Three American men have been charged with hate crime and kidnapping, one year after they killed him as he was jogging in a neighborhood in Georgia.
The Justice Department announced Wednesday that the men — Gregory McMichael, his son Travis, and William Bryan — were indicted by a federal grand jury and charged with one count of interference with rights and one count of attempted kidnapping in connection to the killing of Ahmaud Arbery.
Arbery, 25, was out for a jog in Georgia in February last year when he was chased down in a truck by three men and fatally shot.
Two of the three men — Gregory and Travis McMichael — claimed to be conducting a citizen's arrest and acted in self-defense.
A third man, Bryan, who recorded video of the black man’s death, allegedly hit Arbery with his truck.
The two McMichaels were also charged with firearms violations.

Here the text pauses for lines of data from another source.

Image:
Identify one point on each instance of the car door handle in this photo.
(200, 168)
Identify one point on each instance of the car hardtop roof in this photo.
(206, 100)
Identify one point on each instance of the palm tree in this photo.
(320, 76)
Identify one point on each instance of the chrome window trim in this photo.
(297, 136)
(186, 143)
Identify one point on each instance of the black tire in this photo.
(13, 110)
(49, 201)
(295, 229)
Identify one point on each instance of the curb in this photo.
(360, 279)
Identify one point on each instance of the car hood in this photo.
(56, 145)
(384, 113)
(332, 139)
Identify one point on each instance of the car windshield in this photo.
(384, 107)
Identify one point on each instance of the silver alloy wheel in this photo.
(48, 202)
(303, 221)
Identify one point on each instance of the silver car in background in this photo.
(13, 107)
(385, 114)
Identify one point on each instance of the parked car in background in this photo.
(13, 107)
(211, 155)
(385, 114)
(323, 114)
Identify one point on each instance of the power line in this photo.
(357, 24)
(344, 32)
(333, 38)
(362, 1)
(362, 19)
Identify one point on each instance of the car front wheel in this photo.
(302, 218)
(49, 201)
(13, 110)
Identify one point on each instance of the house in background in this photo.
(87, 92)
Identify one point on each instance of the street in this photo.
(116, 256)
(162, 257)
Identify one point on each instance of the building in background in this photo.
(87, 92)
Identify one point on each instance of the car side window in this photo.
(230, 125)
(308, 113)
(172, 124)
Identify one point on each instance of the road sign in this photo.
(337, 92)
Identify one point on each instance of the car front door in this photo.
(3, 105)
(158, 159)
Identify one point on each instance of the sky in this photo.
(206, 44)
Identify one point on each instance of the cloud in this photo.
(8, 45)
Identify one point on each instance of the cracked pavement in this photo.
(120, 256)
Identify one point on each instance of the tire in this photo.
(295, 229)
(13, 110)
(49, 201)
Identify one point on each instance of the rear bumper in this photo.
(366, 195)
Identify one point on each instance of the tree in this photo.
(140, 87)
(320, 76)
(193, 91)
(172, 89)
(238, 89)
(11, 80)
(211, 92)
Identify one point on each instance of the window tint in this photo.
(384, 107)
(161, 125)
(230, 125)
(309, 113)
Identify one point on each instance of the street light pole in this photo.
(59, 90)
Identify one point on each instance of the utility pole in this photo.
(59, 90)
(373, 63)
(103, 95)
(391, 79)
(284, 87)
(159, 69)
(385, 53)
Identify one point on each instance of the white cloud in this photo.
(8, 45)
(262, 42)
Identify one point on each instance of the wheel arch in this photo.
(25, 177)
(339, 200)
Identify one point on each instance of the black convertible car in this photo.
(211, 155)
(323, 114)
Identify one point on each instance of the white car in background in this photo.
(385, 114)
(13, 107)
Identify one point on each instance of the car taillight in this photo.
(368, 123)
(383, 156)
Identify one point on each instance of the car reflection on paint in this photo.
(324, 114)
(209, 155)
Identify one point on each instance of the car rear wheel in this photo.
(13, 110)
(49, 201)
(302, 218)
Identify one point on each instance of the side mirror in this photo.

The Justice Department said, “Travis and Gregory McMichael were also charged with one count each of using, carrying, and brandishing — and in Travis’s case, discharging — a firearm during and in relation to a crime of violence.”
It said that the men’s acts were viewed as hate crimes because the defendants reportedly "used force and threats of force to intimidate and interfere with Arbery’s right to use a public street because of his race."
A trial date has yet to be set for the three men, who were not initially arrested or charged.
It was almost three months after Arbery’s death that a video they took of their pursuit of the man, leaked out and sparked outrage.
Earlier this year, the victim’s mother, Wanda Cooper filed a $1 million civil suit against the three men as well as local police and prosecutors who she said tried to cover up the murder.
In response to the indictment, she told CNN, "It's one step closer to justice.”
"They did the investigation properly and they came out with those indictments. So, my family and I were pleased.” she added.
Attorneys for Travis McMichael, however, said in a statement "we are deeply disappointed that the Justice Department bought the false narrative that the media and state prosecutors have promulgated.”
The Arbery case was one of several that fueled mass protests last year across the United States against police abuse of Black Americans.
The protests were ignited by the killing of George Floyd in Minneapolis last May.
Civil rights advocates denounced Arbery’s tragic death as the case of white perpetrators killing a Black man and going unpunished.
A Democratic congresswoman said last week that Black people are traumatized in the US.
Ayanna Pressley made the remarks after Minneapolis police officer, Derek Chauvin, was found guilty for Floyd’s death.
Chauvin was found guilty of all the three criminal counts he was facing. He faces up to 40 years in prison for second-degree murder, up to 25 years for third-degree murder and up to 10 years for second-degree manslaughter.
Pressley, however, said that the “outcome of the Derek Chauvin trial doesn’t change things for us, because Black people are still being killed by police.”
Analysts say the surge in violence against people of color in the US is a systemic problem rooted in the legacy of slavery and legalized segregation in the country.